During the testing phase, the product design is verified. Some of the tests are straight forward and done simultaneously with the build phase such as testing that the parts fit properly and everything can be easily assembled. Most tests are mainly for function and safety, but testing can also include test marketing and customer surveys.
Redesign, Rebuild, Re-Test
This phase is mostly a repeat of all the previous phases; however, the iterations are generally faster as only portions of the system that need improvement are redesigned. There are occasions in more simple products where this phase is unnecessary because we pass testing in a first go and the design meets specification in the first build.
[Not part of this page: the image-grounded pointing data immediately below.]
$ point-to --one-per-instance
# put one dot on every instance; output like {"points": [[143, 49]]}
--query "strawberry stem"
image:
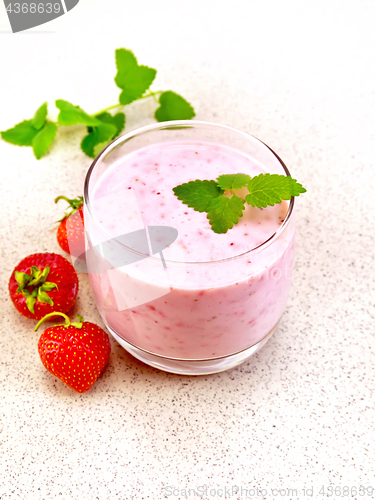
{"points": [[76, 324], [47, 316]]}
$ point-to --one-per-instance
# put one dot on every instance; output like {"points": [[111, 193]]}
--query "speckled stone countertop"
{"points": [[300, 414]]}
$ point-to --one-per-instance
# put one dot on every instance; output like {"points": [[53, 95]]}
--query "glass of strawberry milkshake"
{"points": [[174, 293]]}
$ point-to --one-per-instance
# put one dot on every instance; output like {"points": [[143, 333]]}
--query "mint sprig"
{"points": [[133, 79], [224, 208]]}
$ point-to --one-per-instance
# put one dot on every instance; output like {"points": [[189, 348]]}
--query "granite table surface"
{"points": [[299, 415]]}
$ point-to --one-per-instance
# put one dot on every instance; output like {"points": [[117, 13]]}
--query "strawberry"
{"points": [[41, 283], [76, 353], [70, 233]]}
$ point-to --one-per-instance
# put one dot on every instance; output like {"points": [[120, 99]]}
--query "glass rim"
{"points": [[174, 124]]}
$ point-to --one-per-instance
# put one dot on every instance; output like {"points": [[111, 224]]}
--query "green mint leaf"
{"points": [[98, 135], [43, 139], [73, 115], [223, 212], [21, 134], [134, 80], [173, 107], [233, 181], [118, 120], [198, 194], [40, 117], [270, 189]]}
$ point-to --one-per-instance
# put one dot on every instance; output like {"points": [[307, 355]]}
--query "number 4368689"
{"points": [[33, 8]]}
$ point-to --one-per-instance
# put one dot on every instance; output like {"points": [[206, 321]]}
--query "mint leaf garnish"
{"points": [[118, 120], [98, 135], [133, 79], [233, 181], [173, 107], [72, 115], [21, 134], [198, 194], [43, 139], [40, 117], [270, 189], [224, 212]]}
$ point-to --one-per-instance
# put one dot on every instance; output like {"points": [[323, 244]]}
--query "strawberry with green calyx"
{"points": [[76, 353], [70, 233], [41, 283]]}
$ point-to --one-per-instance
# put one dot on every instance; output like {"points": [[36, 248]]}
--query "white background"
{"points": [[298, 75]]}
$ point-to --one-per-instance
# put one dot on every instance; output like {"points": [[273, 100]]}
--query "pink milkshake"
{"points": [[220, 296]]}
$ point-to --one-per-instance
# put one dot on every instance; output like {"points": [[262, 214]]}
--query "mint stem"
{"points": [[118, 105]]}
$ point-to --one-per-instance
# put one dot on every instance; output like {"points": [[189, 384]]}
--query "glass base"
{"points": [[191, 366]]}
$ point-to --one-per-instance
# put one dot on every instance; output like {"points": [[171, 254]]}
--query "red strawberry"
{"points": [[70, 233], [76, 353], [41, 283]]}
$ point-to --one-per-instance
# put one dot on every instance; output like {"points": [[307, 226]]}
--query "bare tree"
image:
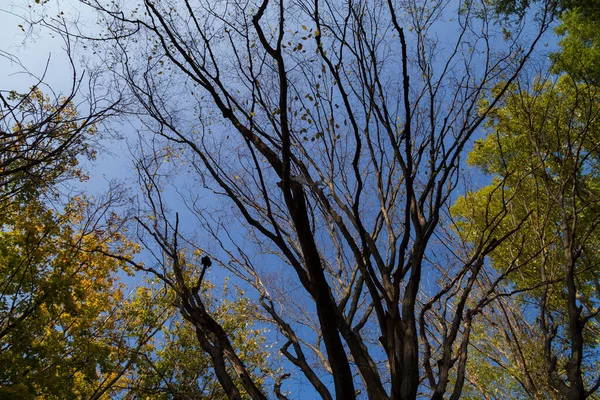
{"points": [[336, 131]]}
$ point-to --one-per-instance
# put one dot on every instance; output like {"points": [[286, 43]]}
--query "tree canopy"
{"points": [[336, 200]]}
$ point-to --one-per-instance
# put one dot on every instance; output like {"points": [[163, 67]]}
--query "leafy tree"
{"points": [[580, 46], [335, 131], [58, 301], [173, 364], [542, 149]]}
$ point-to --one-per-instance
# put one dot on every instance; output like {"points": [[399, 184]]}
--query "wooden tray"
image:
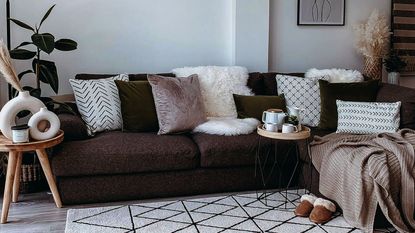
{"points": [[303, 134], [7, 145]]}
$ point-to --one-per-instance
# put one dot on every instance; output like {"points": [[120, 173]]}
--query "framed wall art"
{"points": [[321, 12], [403, 37]]}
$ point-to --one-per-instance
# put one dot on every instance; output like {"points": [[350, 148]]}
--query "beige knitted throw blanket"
{"points": [[360, 172]]}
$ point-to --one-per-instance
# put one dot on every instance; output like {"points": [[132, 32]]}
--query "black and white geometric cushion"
{"points": [[99, 103], [302, 93], [368, 117]]}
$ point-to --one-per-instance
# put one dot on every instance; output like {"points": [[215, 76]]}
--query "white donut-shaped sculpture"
{"points": [[44, 115], [24, 101]]}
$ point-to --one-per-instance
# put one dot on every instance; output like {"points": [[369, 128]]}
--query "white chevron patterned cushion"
{"points": [[368, 117], [99, 103], [302, 93]]}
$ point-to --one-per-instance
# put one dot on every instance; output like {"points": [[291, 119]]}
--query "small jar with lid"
{"points": [[20, 133]]}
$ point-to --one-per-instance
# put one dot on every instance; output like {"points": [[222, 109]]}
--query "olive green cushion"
{"points": [[254, 106], [330, 92], [137, 106]]}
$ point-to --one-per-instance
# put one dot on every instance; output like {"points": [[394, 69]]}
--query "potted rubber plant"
{"points": [[37, 49], [394, 64]]}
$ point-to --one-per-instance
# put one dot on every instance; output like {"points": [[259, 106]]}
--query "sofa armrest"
{"points": [[394, 93], [73, 126]]}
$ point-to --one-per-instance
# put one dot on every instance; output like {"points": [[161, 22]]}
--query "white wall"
{"points": [[157, 35], [298, 48], [131, 35], [251, 34]]}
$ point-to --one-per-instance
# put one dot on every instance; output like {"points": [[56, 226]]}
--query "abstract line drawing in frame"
{"points": [[321, 12]]}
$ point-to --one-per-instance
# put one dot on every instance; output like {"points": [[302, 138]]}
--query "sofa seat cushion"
{"points": [[227, 151], [120, 153]]}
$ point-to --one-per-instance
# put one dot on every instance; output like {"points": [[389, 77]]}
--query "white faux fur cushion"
{"points": [[228, 126], [336, 75], [218, 84]]}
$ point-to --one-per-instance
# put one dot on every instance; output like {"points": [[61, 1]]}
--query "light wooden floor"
{"points": [[37, 213]]}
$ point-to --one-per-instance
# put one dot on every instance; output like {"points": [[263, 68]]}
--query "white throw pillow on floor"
{"points": [[99, 103], [218, 84]]}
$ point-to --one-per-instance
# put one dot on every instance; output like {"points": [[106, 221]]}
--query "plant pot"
{"points": [[393, 78], [373, 68]]}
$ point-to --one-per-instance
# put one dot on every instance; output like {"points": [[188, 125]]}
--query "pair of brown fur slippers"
{"points": [[318, 210]]}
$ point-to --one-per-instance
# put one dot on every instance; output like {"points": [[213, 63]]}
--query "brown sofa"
{"points": [[115, 166]]}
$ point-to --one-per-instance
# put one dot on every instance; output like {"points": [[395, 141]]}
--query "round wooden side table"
{"points": [[11, 189], [260, 165]]}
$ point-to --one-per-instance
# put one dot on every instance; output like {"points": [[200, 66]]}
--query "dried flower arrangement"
{"points": [[373, 36]]}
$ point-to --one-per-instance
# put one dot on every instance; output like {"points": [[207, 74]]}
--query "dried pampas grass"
{"points": [[7, 69], [373, 36]]}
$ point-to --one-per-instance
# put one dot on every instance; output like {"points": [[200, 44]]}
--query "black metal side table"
{"points": [[264, 159]]}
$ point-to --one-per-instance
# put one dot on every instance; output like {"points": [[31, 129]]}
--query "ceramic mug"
{"points": [[289, 128], [271, 127], [273, 116]]}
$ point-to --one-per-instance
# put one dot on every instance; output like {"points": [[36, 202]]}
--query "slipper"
{"points": [[323, 211], [306, 206]]}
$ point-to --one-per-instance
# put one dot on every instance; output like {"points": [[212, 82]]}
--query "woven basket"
{"points": [[373, 68]]}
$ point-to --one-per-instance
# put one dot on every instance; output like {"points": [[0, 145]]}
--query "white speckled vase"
{"points": [[44, 115], [24, 101]]}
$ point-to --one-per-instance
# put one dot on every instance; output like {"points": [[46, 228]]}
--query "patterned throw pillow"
{"points": [[368, 117], [98, 103], [302, 93]]}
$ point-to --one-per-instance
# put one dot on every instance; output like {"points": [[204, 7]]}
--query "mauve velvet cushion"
{"points": [[179, 103]]}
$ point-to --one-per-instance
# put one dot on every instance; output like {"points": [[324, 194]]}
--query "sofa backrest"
{"points": [[260, 83]]}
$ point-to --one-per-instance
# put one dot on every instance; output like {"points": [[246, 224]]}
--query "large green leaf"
{"points": [[47, 73], [23, 44], [44, 41], [46, 15], [24, 73], [21, 24], [65, 45], [22, 54]]}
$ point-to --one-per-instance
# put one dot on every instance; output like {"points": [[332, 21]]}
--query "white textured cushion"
{"points": [[302, 93], [368, 117], [99, 103], [217, 85], [336, 75]]}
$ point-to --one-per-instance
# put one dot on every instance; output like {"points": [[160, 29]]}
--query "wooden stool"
{"points": [[11, 189]]}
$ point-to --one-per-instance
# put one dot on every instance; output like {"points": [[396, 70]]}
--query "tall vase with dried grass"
{"points": [[372, 41]]}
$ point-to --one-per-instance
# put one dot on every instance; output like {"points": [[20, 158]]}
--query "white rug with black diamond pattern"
{"points": [[230, 213]]}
But generally, and especially for more technical products, several iterations of the design are required to fully eliminate any bugs and achieve the quality necessary for production release.
Release to Manufacturing
This phase includes creating manufacturing documents and instructions that are generally more detailed and are not created in the design phases because it is more costly to update if changes need to be made. This also includes training of manufacturing personnel and making sure the manufacturing documentation is adequate for assemblers and fabricators to understand. Usually this phase includes the first pilot run of the product on the manufacturing assembly line. Also, this phase is usually where product support and customer service business structures are put into place (although this can happen earlier).
Manufacturing is a dynamic world. Even with a well designed and profitable product there are always changes and improvements that can be made to a design over a product’s lifetime. Most all successful manufacturing companies employ cost reduction and design maintenance teams to maintain and grow their profitability. We perform this function on an as-needed basis for many of our clients. This can be working with them to find alternate or lower cost suppliers, finding substitute parts for components that may have been phased out by their manufacturer, redesigning to improve manufacturing or redesigning to reduce cost.